О принадлежности к Иностранному легиону мы не упомянули, так как об этом говорила наша форма.
– Судя по акценту, вы немцы, – заметил Рохес.
– Вы совершенно правы, сэр, – ответил я.
Генерал ухмыльнулся и вдруг сказал по-немецки:
– Offizier, Offizier, goldene Tressen, nichts zu fressen![3]
Мы с Крашке угодливо засмеялись, а я подивился про себя эрудиции министра, процитировавшего забытую пьесу Лессинга.
– Немцы – хорошие солдаты, – продолжал генерал. – А почему ваше звание, лейтенант, не соответствует занимаемой должности?
– До последнего боя я командовал взводом. Роту принял после того, как был убит её командир.
– Полагаю, что этот офицер заслуживает поощрения. Вы согласны?
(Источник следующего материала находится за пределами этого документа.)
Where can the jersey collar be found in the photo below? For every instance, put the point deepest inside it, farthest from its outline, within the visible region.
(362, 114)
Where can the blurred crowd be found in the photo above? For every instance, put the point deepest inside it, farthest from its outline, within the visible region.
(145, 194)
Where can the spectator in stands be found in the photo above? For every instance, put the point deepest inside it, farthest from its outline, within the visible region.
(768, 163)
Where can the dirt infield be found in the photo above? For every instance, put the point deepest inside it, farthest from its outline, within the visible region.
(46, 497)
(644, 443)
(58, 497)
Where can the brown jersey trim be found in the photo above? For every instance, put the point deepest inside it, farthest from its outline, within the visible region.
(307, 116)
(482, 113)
Вопрос был обращен к командиру Иностранного легиона полковнику Лоуренсу, который стоял за спиной Рохеса. Лоуренс видел меня впервые, а обстоятельства нападения партизан на наш батальон были известны ему лишь в самых общих чертах, однако признаваться во всем этом он не стал и, помедлив немного, важно наклонил голову. Через минуту на моей груди засиял новенький орден, выполненный в форме лучистой восьмиконечной звезды величиною с мотоциклетную фару. Герхард получил медаль «За храбрость» и звание сержанта. Прикрепляя орден к моему мундиру, адъютант министра заговорщически подмигнул мне и сказал вполголоса:
– С вас причитается, лейтенант. Можете покупать капитанские погоны. Приказ будет подписан после обеда.
– Сочту за честь отметить с вами это радостное событие. Когда и где?
К сожалению, договориться о встрече мы не успели. Военные репортеры из свиты Рохеса оттерли адъютанта в сторону. Генерал по очереди пожал руки мне и Крашке. Защелкали затворы фотоаппаратов. А через несколько секунд мы остались одни.
На другой день, рассматривая вместе с Герхардом наши фотографии в газетах, я заметил как бы между прочим, что теперь ему было бы не стыдно явиться к дяде. Крашке отнесся к этой идее очень серьезно.
– А что? – сказал он. – Der Affenarsch больше не посмеет называть меня Швейком. Тем более, если я пойду туда в сопровождении моего друга и командира, который не однажды был очевидцем ревностного отношения унтер-офицера Крашке к исполнению воинского долга.
– Как ты думаешь, Герхард, – осведомился я, – найдется у твоего дяди для нас пара бутылок немецкого пива?
– Какие бутылки! – завопил Крашке. – Дядя Рудольф предпочитает бочковое. И только баварское. Да он утопит нас с тобой в пиве, если захочет. Кстати, я полагаю, что ты должен ему понравиться, ибо в тебе явно наличествует совокупность признаков, соответствующих его представлениям о чистоте нордической расы. Ему самому как раз этих признаков не хватает. Мне тоже.
– Ладно! – согласился я. – Поехали!
Мы взяли такси и через полчаса очутились в одном из благоустроенных пригородов столицы, удивительно похожем на какой-нибудь Бланкенбург или Хальберштадт. Те же утопающие в цветах и зелени особняки, крытые черепицей, те же аккуратные легкие заборчики, та же безукоризненная чистота улиц. Только тропическая растительность напоминала о том, что здесь все-таки не Германия.